In the age of the ubiquitous social web, business as usual is broken.
Empowered by social technologies like Facebook, Twitter and YouTube, consumers are sharing their brand experiences – good, bad or ugly. They are no longer content to “grin their teeth and bear it”. In such an environment, companies can ill afford to bury their heads in the “mass marketing” sand.
What should we then do in this avalanche of channels, content creators and communities?
First, we need to understand the dynamics of our social ecosystem.
More than the sum of its different parts, a social ecosystem comprises the relationships and interactions between an organisation, its influencers and its communities on the social web. It is affected by the powers of different players in the social sphere, their relative interests (and disinterests), as well as the enabling role of social technologies.
One way to consider how these elements interact with an organisation’s different functions is represented visually by Forrester’s Nigel Fenwick below:
Courtesy of Nigel Fenwick
When thinking about one’s social ecosystem, it is important to consider the new dynamics of the social web. Gone are the days where a company can monopolise its point of view using mass media channels like TV, radio, newspapers and outdoor media. With everybody staring into their screens, influence is now contained in a 2″ by 3″ device in the palm of your hand.
This democratisation of information and shift from organisational broadcasts to individual interactions can be represented by the diagram below:
Courtesy of Intersection Consulting
Against this backdrop of the social ecosystem and the new dynamics of influence, companies wanting to play in this space need to understand several fundamental points:
1) Cultural differences plays a huge role in generating social influence. While social technologies and tools may be somewhat similar from Seattle, Seoul and Singapore, the topics which catch people’s interests are vastly different.
2) Key Influencers exert a disproportionate impact relative to other content generators. However, one should consider if these bloggers, Facebookers and Tweeters are relevant to one’s product or industry. As it is, many “A list” bloggers already endorse multiple brands.
3) Different topics have different momentum and resonance. While luck and chance often plays a role in determining what spreads (and what doesn’t), it is also paramount to understand the interests of one’s influencers and communities.

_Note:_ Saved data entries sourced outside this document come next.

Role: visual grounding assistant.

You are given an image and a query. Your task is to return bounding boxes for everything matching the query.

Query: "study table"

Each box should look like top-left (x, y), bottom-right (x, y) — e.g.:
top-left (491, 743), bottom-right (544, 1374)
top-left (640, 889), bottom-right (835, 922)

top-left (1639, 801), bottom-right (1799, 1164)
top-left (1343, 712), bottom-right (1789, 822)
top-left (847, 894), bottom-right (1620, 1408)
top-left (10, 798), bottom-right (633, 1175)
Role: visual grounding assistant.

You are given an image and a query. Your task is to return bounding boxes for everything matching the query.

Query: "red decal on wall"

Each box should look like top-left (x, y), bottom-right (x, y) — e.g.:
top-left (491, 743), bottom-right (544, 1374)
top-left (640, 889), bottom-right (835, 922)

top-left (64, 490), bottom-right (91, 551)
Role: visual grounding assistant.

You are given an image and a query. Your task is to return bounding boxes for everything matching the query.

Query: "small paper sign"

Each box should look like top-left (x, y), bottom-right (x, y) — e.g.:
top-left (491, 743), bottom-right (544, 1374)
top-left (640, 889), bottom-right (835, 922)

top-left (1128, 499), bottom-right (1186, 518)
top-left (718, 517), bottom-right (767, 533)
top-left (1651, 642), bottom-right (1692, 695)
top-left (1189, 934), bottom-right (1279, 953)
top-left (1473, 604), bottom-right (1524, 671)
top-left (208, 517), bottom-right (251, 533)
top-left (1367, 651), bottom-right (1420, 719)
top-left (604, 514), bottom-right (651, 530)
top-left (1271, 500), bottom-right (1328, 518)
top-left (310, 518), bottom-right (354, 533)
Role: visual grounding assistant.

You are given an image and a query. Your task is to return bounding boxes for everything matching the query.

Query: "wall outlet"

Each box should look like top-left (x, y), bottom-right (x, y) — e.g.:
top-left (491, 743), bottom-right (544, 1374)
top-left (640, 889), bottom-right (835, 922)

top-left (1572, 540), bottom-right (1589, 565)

4) Increasingly, everybody needs to be an organisational advocate (or at least not a deviant). In a hyper-connected social ecosystem, the audience is constantly watching and listening. As long as you’re out in the social sphere putting up status updates, tweets, or posts, you’re “live” on stage.
5) Transparency becomes a norm as information spreads easily and quickly amongst different players. While there will be trade secrets and confidential information which cannot be openly divulged (eg staff performances or R&D findings), the bulk of one’s discussions can and should be open to the widest denominator.
6) More than ever before, relationship and reciprocity matters. Immensely. The chief reason why certain organisations and individuals can virtually do no wrong (while others get constantly castigated) is reflected in the investments they made into the emotional bank accounts of others.
7) Finally, and most importantly, everybody owns a piece of you. In other words, an organisation is no longer just represented by its assets, resources and people, but by its wider relationships, networks and nodes across the social web.